Amsterdam, Castrum Peregrini
March 18 - April 16, 2017

The Cultural and Intellectual Centre Castrum Peregrini is devoted to the legacy of the artist and resistance heroine Gisèle d’Ailly van Waterschoot van der Gracht (1912-2013) and her fight against fanaticism, ignorance, and the repression of creativity. I am very proud that my project has now been inserted in the long list of activities of Castrum, summed up in the phrase “we are what we remember: Memory Machine”. The Centre’s endeavour to stimulate collective thought and action is a very suitable context for Reasonable Doubt‘s attempt to audiovisualize the collective, social and sense-based nature of thought. I met the wonderful team, Michael Defuster, Frans Damman and Lars Ebert when in Autumn 2015 I asked to borrow, in addition to a gown to perform as a judge in a discussion performance Nina Folkersma had organised, their basket for the scene in Descartes’ garden. On the photo with Nina and two of the three Castrum workers, Lars is missing; he took the photo.

The photo of the basket filled with copies of the booklet about the project stands for another material connection. That basket appears in one of the videos, when Descartes collects botanical samples in his garden, assisted by his valet (Simon Ferdinand).

From the street on the Herengracht one can see a slide show through the window. If the grid in the glass suggest a prison, this false impression (especially false for a Centre devoted to Freedom & Friendship) we can take that to evoke the way we have imprisoned Descartes in a false reputation. My project attempt to hint at another Descartes, whose rigorous but social and sense-based rationality the world today badly needs.

The exhibition space is the artist’s atelier on the top floor. Gisèle’s paintings, shell collection, dried flowers, furniture, books and souvenirs, even her newspaper cut-outs are still there and remain a concrete legacy of this extraordinary woman. In the context of this year’s theme of Castrum’s activities, Women’s Perspective, curated by Nina Folkersma, this material legacy accrues renewed vitality. Nina has developed a brilliant sculptural concept for the exhibition. The five monitors are mounted on sculptural wooden structures painted in the colour of the wall of Kristina’s palace where the (mis)encounter between the Queen and the Philosopher takes place. Here you see Nina in action.

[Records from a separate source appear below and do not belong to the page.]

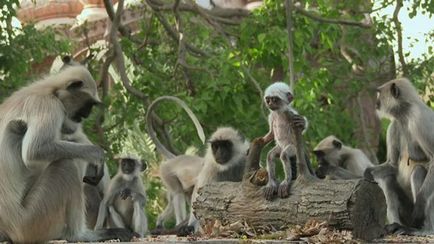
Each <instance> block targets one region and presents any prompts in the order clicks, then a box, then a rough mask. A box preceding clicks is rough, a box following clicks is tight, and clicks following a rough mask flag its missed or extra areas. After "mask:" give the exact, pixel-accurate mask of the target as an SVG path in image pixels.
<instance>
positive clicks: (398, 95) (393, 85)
mask: <svg viewBox="0 0 434 244" xmlns="http://www.w3.org/2000/svg"><path fill="white" fill-rule="evenodd" d="M390 92H391V93H392V96H393V97H394V98H398V97H399V88H398V86H397V85H396V84H395V83H392V86H390Z"/></svg>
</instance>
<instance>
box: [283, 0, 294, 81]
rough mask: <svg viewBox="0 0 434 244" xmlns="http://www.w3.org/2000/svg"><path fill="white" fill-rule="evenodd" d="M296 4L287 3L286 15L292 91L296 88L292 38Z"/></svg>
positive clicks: (293, 38) (293, 42)
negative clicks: (292, 32)
mask: <svg viewBox="0 0 434 244" xmlns="http://www.w3.org/2000/svg"><path fill="white" fill-rule="evenodd" d="M293 8H294V4H293V2H292V0H286V1H285V13H286V29H287V31H288V73H289V85H290V86H291V88H292V89H294V88H295V72H294V41H293V39H294V38H293V37H292V31H293V21H292V10H293Z"/></svg>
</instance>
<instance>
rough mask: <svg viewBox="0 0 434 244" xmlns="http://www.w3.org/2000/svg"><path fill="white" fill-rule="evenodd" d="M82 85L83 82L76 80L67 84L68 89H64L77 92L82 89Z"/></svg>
mask: <svg viewBox="0 0 434 244" xmlns="http://www.w3.org/2000/svg"><path fill="white" fill-rule="evenodd" d="M83 85H84V83H83V81H81V80H76V81H72V82H70V83H69V84H68V87H67V88H66V89H68V90H77V89H80V88H82V87H83Z"/></svg>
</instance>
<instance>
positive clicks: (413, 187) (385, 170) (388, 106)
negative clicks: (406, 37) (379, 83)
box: [365, 78, 434, 234]
mask: <svg viewBox="0 0 434 244" xmlns="http://www.w3.org/2000/svg"><path fill="white" fill-rule="evenodd" d="M376 108H377V112H378V113H379V115H380V116H381V117H386V118H388V119H390V120H391V124H390V125H389V127H388V130H387V141H386V143H387V160H386V162H385V163H383V164H381V165H379V166H376V167H372V168H368V169H367V170H366V171H365V177H366V178H368V179H372V180H375V181H376V182H377V183H378V184H379V186H380V188H381V189H382V190H383V192H384V194H385V198H386V203H387V216H388V221H389V223H393V224H392V225H391V226H392V227H394V228H388V230H389V231H395V230H397V231H400V232H403V233H406V232H411V233H412V234H418V233H420V230H421V229H422V231H430V232H432V231H433V228H434V216H433V214H434V208H433V206H432V204H433V196H434V195H433V192H434V168H433V167H434V166H433V165H434V123H433V121H434V112H433V110H432V109H431V108H430V107H428V106H427V105H426V104H425V103H424V102H423V101H422V99H421V98H420V97H419V95H418V93H417V91H416V89H415V87H414V86H413V85H412V84H411V82H410V81H409V80H408V79H406V78H400V79H395V80H391V81H389V82H386V83H385V84H383V85H382V86H380V87H378V88H377V102H376ZM424 162H425V163H424ZM426 162H428V163H426ZM427 169H428V170H427ZM408 192H410V193H408ZM405 193H407V194H405ZM409 199H412V201H410V200H409ZM412 203H414V204H412ZM413 205H414V206H413ZM402 225H405V226H406V227H413V228H416V229H418V231H415V230H414V229H410V228H406V227H403V226H402ZM389 227H390V226H389Z"/></svg>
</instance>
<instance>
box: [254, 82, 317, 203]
mask: <svg viewBox="0 0 434 244" xmlns="http://www.w3.org/2000/svg"><path fill="white" fill-rule="evenodd" d="M292 94H293V92H292V89H291V88H290V87H289V86H288V85H287V84H286V83H283V82H276V83H273V84H271V85H270V86H269V87H267V89H266V90H265V95H264V102H265V104H266V105H267V108H268V109H269V110H270V112H271V113H270V115H269V116H268V123H269V127H270V129H269V132H268V133H267V134H266V135H265V136H264V137H263V138H262V139H263V141H264V143H265V144H267V143H269V142H270V141H272V140H273V139H274V140H275V141H276V146H275V147H273V149H271V151H269V152H268V154H267V171H268V183H267V185H266V186H265V191H264V196H265V198H266V199H267V200H271V199H272V198H273V196H274V195H275V193H277V195H278V196H279V197H280V198H285V197H288V196H289V190H290V185H291V180H292V179H295V178H296V175H297V167H296V165H297V164H298V165H299V166H300V167H299V171H300V174H305V173H306V170H305V169H308V170H309V172H310V174H312V173H313V171H312V168H311V166H310V162H309V160H308V158H307V155H306V154H305V153H304V152H301V151H300V150H301V149H300V148H297V147H298V145H297V144H300V143H299V142H297V137H299V135H297V133H298V132H296V131H295V130H297V129H299V130H300V131H303V132H304V131H305V130H306V128H307V124H308V122H307V119H306V118H305V117H304V116H301V115H299V114H298V113H297V111H296V110H295V109H294V108H292V106H291V102H292V100H293V98H294V97H293V95H292ZM293 128H297V129H295V130H294V129H293ZM298 139H299V140H300V139H301V138H300V137H299V138H298ZM277 156H279V157H280V160H281V161H282V163H283V169H284V171H285V179H284V180H283V181H282V182H281V183H280V184H279V185H278V182H277V179H276V172H275V168H276V167H275V163H274V159H275V158H276V157H277ZM309 172H307V174H309Z"/></svg>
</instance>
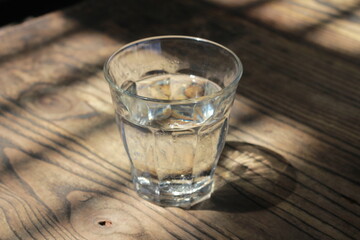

Here you can see, in the right foreground, Jon-Ove Steihaug and Jeannette Christensen, who came from Oslo, where we had been intensely working together on Emma & Edvard:

The exhibition space is on the third floor. All through the stairwell, Nina had put these quotes on the walls:

Descartes: (…) intelligence is a mixture of affect, memory, of the imaginary.

Chanut: It seems you doubt, don’t you?
Descartes: Yes, I doubt, always.

Kristina: They say that women are empty vessels. But we wouldn’t be vessels, empty or full, if men didn’t treat us like vessels.

Descartes: Nothing is complicated. You must work, continue to work, to write, to read, to perceive the things of life, and to think

and you must imagine, dream of what man could be, and create, create, create

and hold generosity high. That’s important, generosity.

During the opening Lena Verhoeff filmed the event. I have edited her footage into a 5-minute video tour. It gives a good impression of the atmosphere of the well-attended Saturday event. Because I had planned it to be opened the day after the Big Surprise event Friday afternoon (see a big surprise ), which in turn we had planned to coincide with the opening of Nalini Malani’s exhibition Transgressions, many of the international guests were able to come to the opening as well.
Here is the video of the opening:

This panorama photo by Nina is not a real representation of the space. Castrum is having its annual International Board meeting between our setting up and the opening of the exhibition. For this reason the large table is installed and two of the sculptural structures moved to the side. But the photo gives a good impression of the space with Gisèle’s things in it.

My prejudice against selfie-aesthetic is entirely confirmed again, but at least Lars is visible now (on the right). And the counter-light is in fact something I use a lot in the filming.

The opening on Saturday March 18 was fantastic. The exhibition looks wonderful, lots of people came, among whom former students I failed to recognize… After her brilliant curation, Nina Folkersma conducted an excellent interview, which was livestreamed on Facebook. you can see it here - for all those who missed the Saturday-Night Fever.

The photos in the first gallery here were made by Sipke Westveen:

The combination of the stark magenta-coloured wooden cake slices and the many objects that give Gisèle’s atelier a flavour of a living-room, a feeling of homeliness, works precisely because of the contrast. This is what foregrounds the historical layeredness of it all. Later, I received alumni of the University of Amsterdam. They were there for two hours, and found it was not enough! Their comments were profound and really helpful for my own understanding of the work.
Here are some more photos, made by Frans Damman, who works at Castrum Peregrini, where, together with Lars and Michael, they continue in the spirit of Gisèle to stimulate resistance and friendship, cultural memory and discussion.

Lars introduces the conversation between Nina and myself at the opening, which resulted in the the video mentioned above.